On Thu, Nov 30, 2023 at 08:45:23PM -0400, Jason Gunthorpe wrote:
On Thu, Nov 30, 2023 at 12:41:20PM -0800, Nicolin Chen wrote:
So userspace would have to read the event FD before returning to be correct?
Maybe the kernel can somehow return a flag to indicate the event fd has data in it?
If yes then all errors would flow through the event fd?
I think it'd be nicer to return an immediate error to stop guest CMDQ to raise a fault there accordingly, similar to returning a -EIO for a bad STE in your SMMU part-3 series.
If the "return a flag" is an errno of the ioctl, it could work by reading from a separate memory that belongs to the event fd. Yet, in this case, an eventfd signal (assuming there is one to trigger VMM's fault handler) becomes unnecessary, since the invalidation ioctl is already handling it?
My concern is how does all this fit together and do we push the right things to the right places in the right order when an error occurs.
I did not study the spec carefully to see what exactly is supposed to happen here, and I don't see things in Linux that make me think it particularly cares..
ie Linux doesn't seem like it will know that an async event was even triggered while processing the sync to generate an EIO. It looks like it just gets ETIMEDOUT? Presumably we should be checking the event queue to detect a pushed error?
It is worth understanding if the spec has language that requires certain order so we can try to follow it.
Oh, I replied one misinformation previously. Actually eventq doesn't report a CERROR. The global error interrupt does.
7.1 has that sequence: 1) CMDQ stops 2) Log current index to the CONS register 3) Log error code to the CONS register 4) Set bit-0 "CMDQ error" of GERROR register to rise an irq.
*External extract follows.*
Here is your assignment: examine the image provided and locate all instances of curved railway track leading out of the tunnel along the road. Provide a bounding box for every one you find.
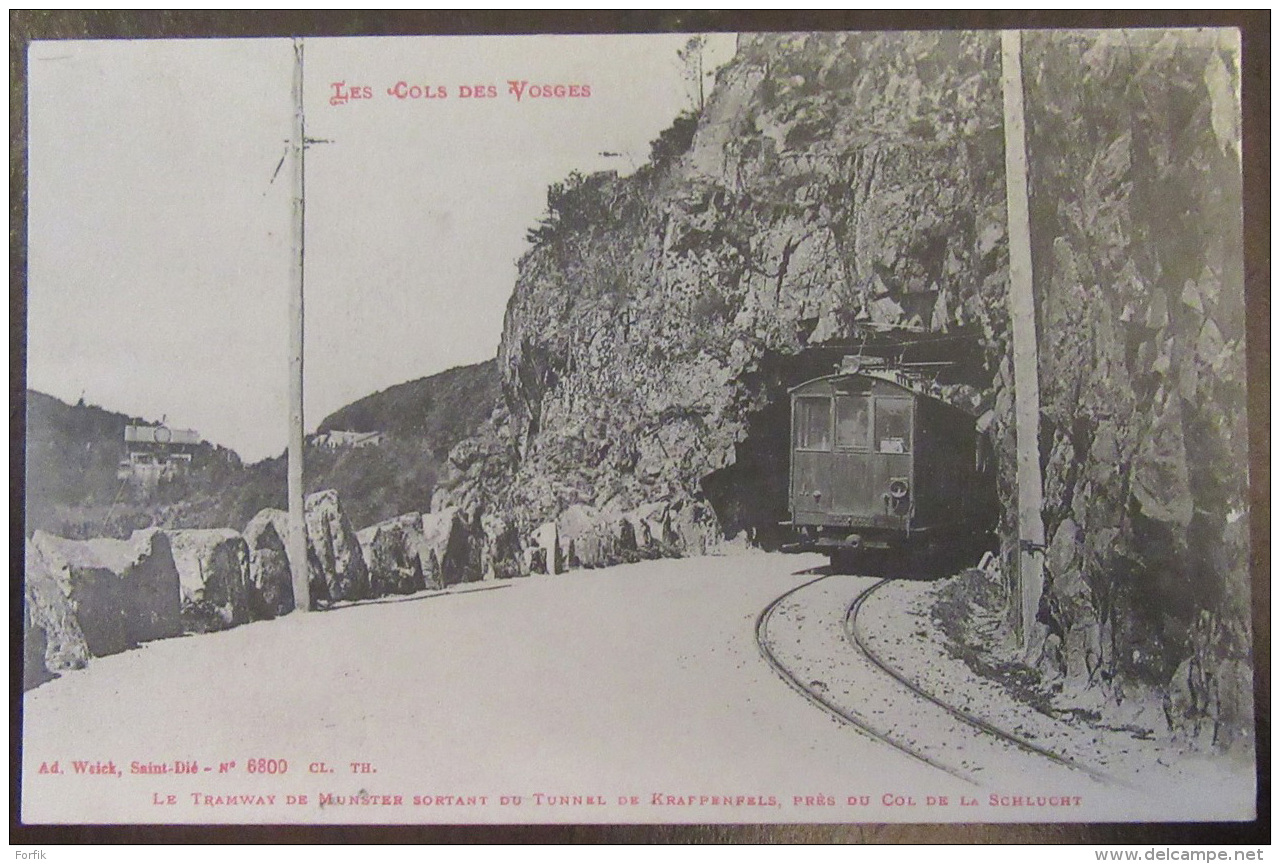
[755,575,1125,786]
FWIW, both gerror and cmdq are global. So we can't know if the error is for which master or domain. So, the only way is to get errno from the arm_smmu_cmdq_issue_cmd_with_sync call in our user invalidate function, where we can then get the error code. But this feels very much synchronous, since both the error code and faulty CONS index could be simply returned without an async eventfd.
Thanks Nic